Thursday, February 16, 2012

Why Jeremy Lin Matters

Lots being written these days about Jeremy Lin, basketball player, and the fact that he's Asian-American and one of the few Asians in the NBA.  Angry Asian Man has a blog roundup of Linsanity posts;  Racialicious warns that a great deal of Linsanity is about race.  I'm watching a news show right now, where they're talking about a televised image of Jeremy Lin's head emerging from a fortune cookie as a racist image. So clearly there are a lot of layers to Linsanity, including this post by an Asian mom about what Jeremy Lin means to her 3.5-year-old son, and what he would have meant to her as a young girl facing racism in America:
Jeremy Lin is riding a well-deserved wave of goodwill and adulation. After being undrafted and waived by not one, but two, NBA teams last year, the 23-year-old point guard for the New York Knicks has become the sport's latest sensation.
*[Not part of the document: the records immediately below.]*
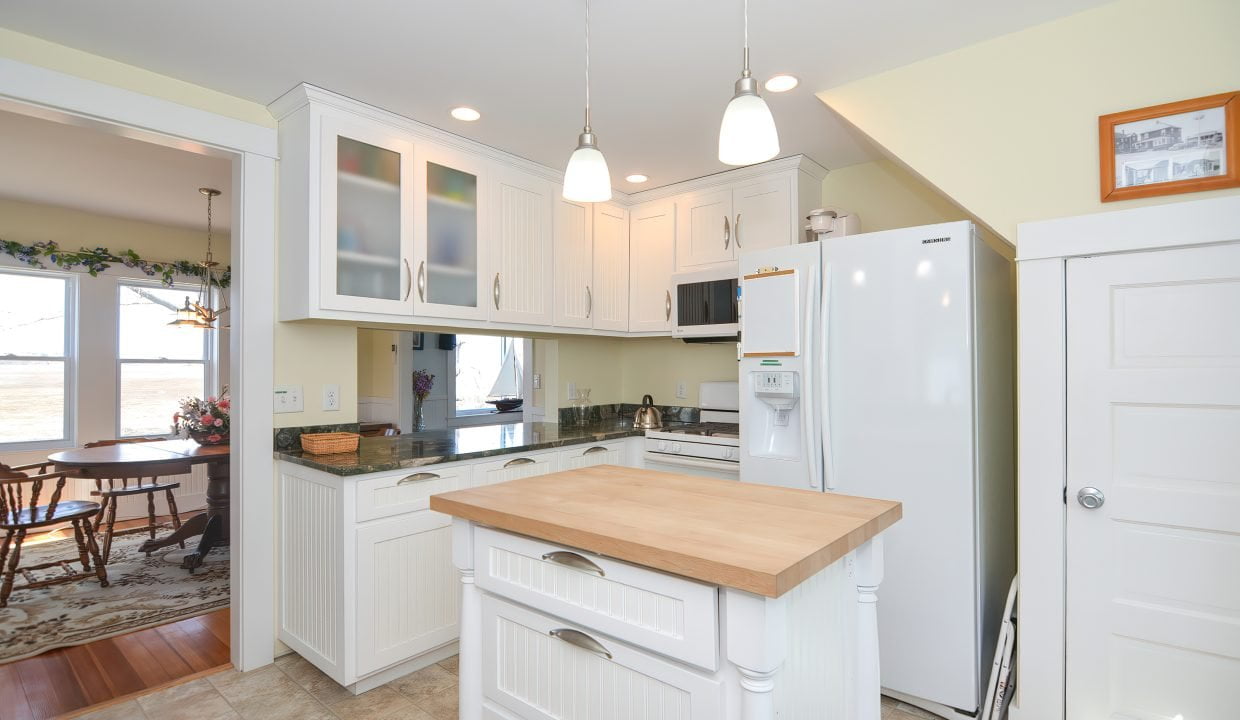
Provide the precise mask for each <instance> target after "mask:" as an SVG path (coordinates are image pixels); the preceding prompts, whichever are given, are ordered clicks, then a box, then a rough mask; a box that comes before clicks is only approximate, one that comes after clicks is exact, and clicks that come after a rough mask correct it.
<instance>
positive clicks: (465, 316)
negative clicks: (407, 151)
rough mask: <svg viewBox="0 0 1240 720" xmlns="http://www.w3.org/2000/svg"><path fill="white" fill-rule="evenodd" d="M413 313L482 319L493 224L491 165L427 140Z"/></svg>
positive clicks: (423, 150)
mask: <svg viewBox="0 0 1240 720" xmlns="http://www.w3.org/2000/svg"><path fill="white" fill-rule="evenodd" d="M415 187H417V193H415V198H417V201H418V202H417V206H418V207H419V208H423V209H422V213H420V216H419V217H418V223H417V228H418V233H417V242H415V252H414V255H415V260H417V270H415V273H414V288H415V291H414V306H413V307H414V315H417V316H420V317H445V318H456V320H486V317H487V295H486V292H487V290H489V288H490V284H489V281H487V276H489V269H490V264H489V260H490V257H489V250H490V248H489V247H487V244H486V243H485V242H484V240H482V238H486V237H489V233H490V232H491V230H492V228H491V227H490V226H491V224H492V221H494V217H491V214H490V213H487V212H486V208H487V207H489V204H487V202H489V200H490V198H489V192H490V190H491V169H490V166H489V165H487V164H486V162H485V161H482V160H481V159H479V157H477V156H475V155H470V154H467V152H461V151H459V150H449V149H446V147H441V146H434V145H429V144H428V145H425V146H422V147H420V150H419V152H418V175H417V186H415Z"/></svg>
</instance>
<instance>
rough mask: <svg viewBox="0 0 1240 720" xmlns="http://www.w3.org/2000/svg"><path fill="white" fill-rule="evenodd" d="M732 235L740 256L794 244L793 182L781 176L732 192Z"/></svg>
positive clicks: (741, 188)
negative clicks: (793, 228) (739, 253)
mask: <svg viewBox="0 0 1240 720" xmlns="http://www.w3.org/2000/svg"><path fill="white" fill-rule="evenodd" d="M732 207H733V211H734V212H735V217H733V221H732V226H733V227H732V234H733V240H734V244H735V247H737V248H738V250H737V252H738V254H739V253H744V252H745V250H758V249H761V248H775V247H780V245H787V244H790V243H791V242H792V222H794V217H795V208H794V207H792V188H791V180H790V178H787V177H779V178H775V180H764V181H761V182H755V183H753V185H745V186H743V187H738V188H737V190H734V191H733V192H732Z"/></svg>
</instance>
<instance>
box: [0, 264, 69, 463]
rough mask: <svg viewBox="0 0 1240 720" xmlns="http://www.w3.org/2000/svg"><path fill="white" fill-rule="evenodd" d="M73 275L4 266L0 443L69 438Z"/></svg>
mask: <svg viewBox="0 0 1240 720" xmlns="http://www.w3.org/2000/svg"><path fill="white" fill-rule="evenodd" d="M72 299H73V280H72V279H71V278H66V276H63V275H47V274H41V273H24V271H9V270H4V271H0V445H9V446H12V447H16V446H24V447H38V446H50V445H56V444H60V445H63V444H64V441H66V440H68V439H69V408H71V405H69V400H68V398H69V378H71V377H72V373H71V371H69V362H68V358H69V357H72V346H71V343H72V337H73V335H72V332H71V330H72V327H73V317H72V309H73V302H72Z"/></svg>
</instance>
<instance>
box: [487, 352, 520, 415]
mask: <svg viewBox="0 0 1240 720" xmlns="http://www.w3.org/2000/svg"><path fill="white" fill-rule="evenodd" d="M516 347H517V343H515V342H510V343H508V348H507V351H506V352H505V353H503V363H502V364H501V366H500V374H498V375H496V378H495V384H494V385H491V392H490V393H487V394H486V397H487V400H486V404H487V405H495V410H496V411H497V413H508V411H512V410H516V409H517V408H520V406H521V403H522V399H521V359H520V358H518V357H517V353H516V352H515V351H516Z"/></svg>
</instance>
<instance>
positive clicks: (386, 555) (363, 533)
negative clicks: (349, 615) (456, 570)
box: [357, 511, 459, 677]
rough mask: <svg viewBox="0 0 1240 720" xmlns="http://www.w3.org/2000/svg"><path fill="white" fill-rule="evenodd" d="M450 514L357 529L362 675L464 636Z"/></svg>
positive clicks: (394, 522) (428, 511) (364, 525)
mask: <svg viewBox="0 0 1240 720" xmlns="http://www.w3.org/2000/svg"><path fill="white" fill-rule="evenodd" d="M451 540H453V537H451V524H450V518H448V516H443V514H440V513H435V512H430V511H423V512H418V513H410V514H407V516H399V517H396V518H391V519H387V520H379V522H376V523H368V524H366V525H362V527H360V528H358V529H357V675H358V677H361V675H366V674H368V673H372V672H374V670H378V669H382V668H384V667H387V665H391V664H393V663H399V662H403V661H407V659H410V658H413V657H414V656H418V654H419V653H423V652H427V651H429V649H432V648H435V647H438V646H441V644H444V643H445V642H449V641H451V639H454V638H455V637H456V636H458V632H459V631H458V620H459V618H458V612H459V610H458V595H459V585H458V574H456V569H455V568H454V566H453V563H451Z"/></svg>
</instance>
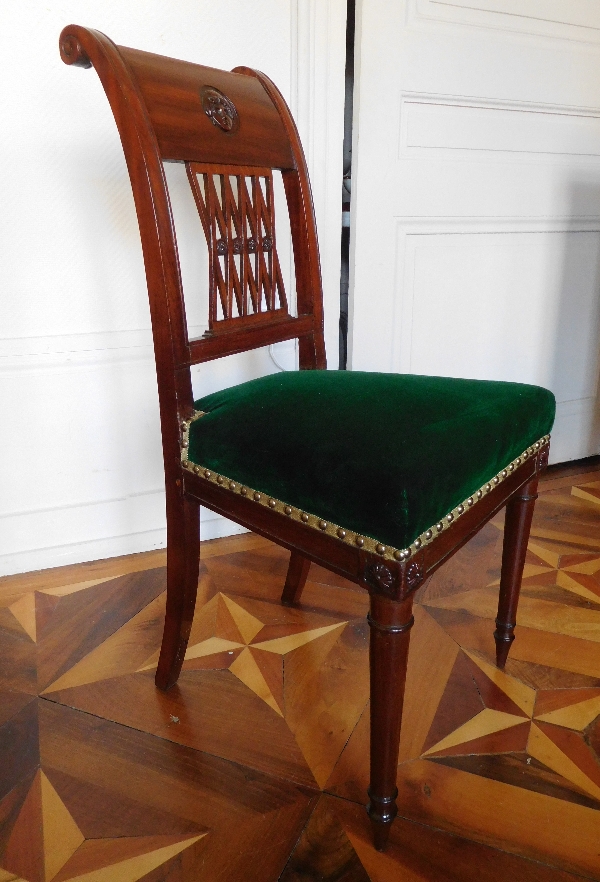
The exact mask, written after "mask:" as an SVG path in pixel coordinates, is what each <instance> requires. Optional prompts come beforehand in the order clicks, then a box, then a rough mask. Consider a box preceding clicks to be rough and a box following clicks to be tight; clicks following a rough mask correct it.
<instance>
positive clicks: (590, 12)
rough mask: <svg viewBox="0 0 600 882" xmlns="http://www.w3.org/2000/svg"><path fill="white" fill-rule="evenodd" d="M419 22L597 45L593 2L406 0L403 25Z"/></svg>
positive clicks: (579, 0) (599, 9)
mask: <svg viewBox="0 0 600 882" xmlns="http://www.w3.org/2000/svg"><path fill="white" fill-rule="evenodd" d="M419 21H425V22H444V23H445V22H449V23H453V24H459V25H472V26H473V25H474V26H477V27H482V28H487V29H489V30H500V31H516V32H519V33H522V34H530V35H532V36H543V37H551V38H553V39H558V40H580V41H583V42H588V43H600V7H599V6H598V4H597V3H596V0H569V3H568V4H565V3H563V2H562V0H409V2H408V6H407V23H408V24H414V23H418V22H419Z"/></svg>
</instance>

And Asian-Americans are loving it.

Each time Lin shows off his skills on the basketball court or does an on-air interview where — surprise! — he has no accent, he helps Asian-Americans get one step closer to being accepted as "real" Americans.

Like millions of other viewers last week, my family was glued to the TV watching the Knicks defeat the Los Angeles Lakers. Like most Americans, my 31/2 - year-old son Kyle had never seen an Asian-American basketball player in the NBA. Pointing at Lin, he shouted, "That's me! He looks like me!"

What a difference a few decades make.